19. The method according to claim 17,

wherein the capture probes are folded probes with a fluorescent label and a quencher, and a signal may be detected in case an amplicon hybridizes to said capture probes thereby separating said quencher from said fluorophore.

20. The method according to claim 17,

wherein surface-immobilized oligonucleotide probes complementary to said multiple nucleic acid sequences act as capture probes for said multiple amplified nucleic acid sequences,

and wherein detection of said multiple amplified nucleic acid sequences captured to the capture probes is performed with a surface-specific detection method detecting a signal in proximity to the surface.

21. The method according to claim 20, wherein the detection of a signal in proximity to the surface is done by a surface specific detection system and/or by surface-specific generation of the signal to be detected.

22. The method according to claim 20,

wherein the capture probes are immobilized on individually identifiable beads.

23. The method according to claim 22, wherein different beads have different capture probes.

24. The method according to claim 22, wherein said beads are brought to the surface of the compartment and captured amplicons are measured by a surface specific detection method detecting a signal in proximity to said surface of the compartment.

25. The method according to claim 17 comprising the following steps:

providing a device having a reaction compartment, wherein the reaction compartment comprises a surface that is coated with multiple capture probes for said multiple nucleic acid sequences,

adding multiple target nucleic acids and an amplification mixture comprising amplification primer for the amplification of said multiple target nucleic acids to the compartment,

starting amplification thermocycling during which specific segments of said target nucleic acids are amplified thereby creating amplicons,

wherein during the annealing phase of the amplification reaction a reproducible portion of the amplicons hybridize to the capture probes, and

wherein amplicons which are hybridized to said capture probes are specifically and quantitatively detected, wherein the respective signal which is detected is indicative of the initial respective target nucleic acid concentration and thereby the multiple target nucleic acid sequences are quantitatively detected.

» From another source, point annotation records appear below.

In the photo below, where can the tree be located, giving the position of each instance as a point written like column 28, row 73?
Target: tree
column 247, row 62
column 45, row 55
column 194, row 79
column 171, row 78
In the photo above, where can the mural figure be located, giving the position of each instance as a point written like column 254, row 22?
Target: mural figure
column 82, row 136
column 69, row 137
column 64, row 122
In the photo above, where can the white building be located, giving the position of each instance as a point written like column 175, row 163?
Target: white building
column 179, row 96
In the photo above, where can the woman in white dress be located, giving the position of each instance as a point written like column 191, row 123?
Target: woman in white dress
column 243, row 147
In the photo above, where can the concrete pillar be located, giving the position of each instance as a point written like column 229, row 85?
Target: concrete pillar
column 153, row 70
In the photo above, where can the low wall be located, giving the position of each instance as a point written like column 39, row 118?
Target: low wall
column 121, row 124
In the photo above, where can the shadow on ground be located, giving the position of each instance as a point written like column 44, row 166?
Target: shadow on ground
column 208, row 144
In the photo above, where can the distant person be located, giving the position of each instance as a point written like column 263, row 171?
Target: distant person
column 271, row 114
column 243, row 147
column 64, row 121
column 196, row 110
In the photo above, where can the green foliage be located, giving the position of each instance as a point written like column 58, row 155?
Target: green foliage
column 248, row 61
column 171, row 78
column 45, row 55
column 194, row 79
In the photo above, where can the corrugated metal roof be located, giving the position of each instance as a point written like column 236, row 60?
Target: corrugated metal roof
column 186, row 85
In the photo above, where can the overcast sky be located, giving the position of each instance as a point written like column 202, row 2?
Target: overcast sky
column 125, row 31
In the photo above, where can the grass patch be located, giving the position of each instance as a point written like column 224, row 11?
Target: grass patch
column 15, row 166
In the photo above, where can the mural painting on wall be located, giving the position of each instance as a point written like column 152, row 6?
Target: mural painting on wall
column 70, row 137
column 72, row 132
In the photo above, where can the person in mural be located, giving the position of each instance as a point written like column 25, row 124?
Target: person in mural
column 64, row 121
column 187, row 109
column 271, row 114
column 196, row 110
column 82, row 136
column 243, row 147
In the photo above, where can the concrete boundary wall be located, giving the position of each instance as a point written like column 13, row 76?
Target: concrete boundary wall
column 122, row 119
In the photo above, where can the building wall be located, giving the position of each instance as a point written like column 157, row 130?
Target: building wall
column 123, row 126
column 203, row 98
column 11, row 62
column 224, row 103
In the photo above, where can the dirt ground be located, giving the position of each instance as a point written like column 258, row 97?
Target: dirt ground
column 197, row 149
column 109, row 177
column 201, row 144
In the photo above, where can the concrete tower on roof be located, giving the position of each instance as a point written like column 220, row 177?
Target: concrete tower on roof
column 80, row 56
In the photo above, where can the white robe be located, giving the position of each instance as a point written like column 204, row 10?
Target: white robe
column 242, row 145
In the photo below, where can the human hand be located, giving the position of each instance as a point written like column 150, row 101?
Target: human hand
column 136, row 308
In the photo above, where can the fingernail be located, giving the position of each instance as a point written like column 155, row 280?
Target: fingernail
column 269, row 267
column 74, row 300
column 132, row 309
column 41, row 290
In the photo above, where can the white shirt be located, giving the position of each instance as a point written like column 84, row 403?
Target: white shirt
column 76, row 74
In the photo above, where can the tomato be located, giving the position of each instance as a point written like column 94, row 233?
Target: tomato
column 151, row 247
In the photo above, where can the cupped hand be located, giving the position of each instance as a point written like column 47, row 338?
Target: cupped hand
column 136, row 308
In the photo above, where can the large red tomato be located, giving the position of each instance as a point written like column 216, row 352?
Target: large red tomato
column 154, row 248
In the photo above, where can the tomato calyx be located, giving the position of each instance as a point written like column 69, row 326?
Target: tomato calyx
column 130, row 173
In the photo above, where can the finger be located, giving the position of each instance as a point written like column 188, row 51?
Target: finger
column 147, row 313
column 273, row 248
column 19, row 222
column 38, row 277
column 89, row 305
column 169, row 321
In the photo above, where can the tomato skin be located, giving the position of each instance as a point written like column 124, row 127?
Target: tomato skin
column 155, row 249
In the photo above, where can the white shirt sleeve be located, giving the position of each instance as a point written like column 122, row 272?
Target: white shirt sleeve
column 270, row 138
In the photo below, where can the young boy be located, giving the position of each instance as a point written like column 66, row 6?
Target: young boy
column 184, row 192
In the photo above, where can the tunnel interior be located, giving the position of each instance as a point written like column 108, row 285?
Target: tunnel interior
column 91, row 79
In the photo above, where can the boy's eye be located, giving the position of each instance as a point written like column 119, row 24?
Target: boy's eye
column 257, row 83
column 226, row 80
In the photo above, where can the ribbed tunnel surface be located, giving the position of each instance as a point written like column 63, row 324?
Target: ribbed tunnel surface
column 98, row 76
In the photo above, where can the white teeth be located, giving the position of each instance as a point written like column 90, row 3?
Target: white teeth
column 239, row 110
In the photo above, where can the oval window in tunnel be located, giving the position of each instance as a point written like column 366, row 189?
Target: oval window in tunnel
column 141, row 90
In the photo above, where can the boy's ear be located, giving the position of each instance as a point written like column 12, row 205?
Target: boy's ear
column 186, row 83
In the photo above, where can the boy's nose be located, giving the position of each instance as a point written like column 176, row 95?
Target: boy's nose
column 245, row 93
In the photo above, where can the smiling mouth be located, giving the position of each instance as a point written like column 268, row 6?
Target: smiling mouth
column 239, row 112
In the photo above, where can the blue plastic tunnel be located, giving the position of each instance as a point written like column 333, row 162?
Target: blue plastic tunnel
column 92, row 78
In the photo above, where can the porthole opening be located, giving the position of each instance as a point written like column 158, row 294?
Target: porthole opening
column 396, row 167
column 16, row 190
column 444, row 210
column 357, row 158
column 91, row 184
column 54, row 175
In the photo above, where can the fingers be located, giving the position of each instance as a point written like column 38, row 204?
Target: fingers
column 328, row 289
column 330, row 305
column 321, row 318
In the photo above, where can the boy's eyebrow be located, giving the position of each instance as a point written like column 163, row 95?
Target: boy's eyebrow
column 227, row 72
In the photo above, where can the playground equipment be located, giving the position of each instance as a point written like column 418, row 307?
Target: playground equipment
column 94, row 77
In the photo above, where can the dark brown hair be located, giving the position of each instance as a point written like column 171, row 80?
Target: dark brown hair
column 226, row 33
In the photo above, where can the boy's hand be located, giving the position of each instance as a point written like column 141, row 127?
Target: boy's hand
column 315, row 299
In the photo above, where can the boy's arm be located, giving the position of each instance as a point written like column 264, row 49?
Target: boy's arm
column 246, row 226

26. The method according to claim 17 wherein the capture probes are arranged on the hybridization surface in a patterned array.

27. The method according to claim 17, wherein the same label is used for detection of each of said multiple target nucleic acid sequences.

28. A device for conducting a method according to claim 17 comprising a compartment of which an inner surface is coated with capture probes for multiple target nucleic acid sequences and wherein the capture probes are labeled and a signal may be detected in case an amplicon hybridizes to said capture probes.

29. A device for conducting a method according to claim 22, comprising a compartment with individually identifiable beads wherein capture probes for multiple target nucleic acid sequences are immobilized on said individually identifiable beads.

30. The device according to claim 29, wherein the device further comprises means for bringing the beads to the surface of the compartment and a surface-specific detector that detects those labels which are bound to the surface but does essentially not detect labels which are in solution.

31. The device according to any one of claim 28, wherein the capture probes are probes with a fluorescent label and a quencher, and a signal may be detected in case an amplicon hybridized to said capture probes causing enzymatic hydrolysis of the capture probes thereby liberating said quencher from said fluorophore.

32. The device according to claim 28, wherein the capture probes are folded probes with a fluorescent label and a quencher, and a signal may be detected in case an amplicon hybridized to said capture probes thereby separating said quencher from said fluorophore.

33. Use of a device according to claim 28 for simultaneous quantitative analysis of multiple target nucleic acid sequences.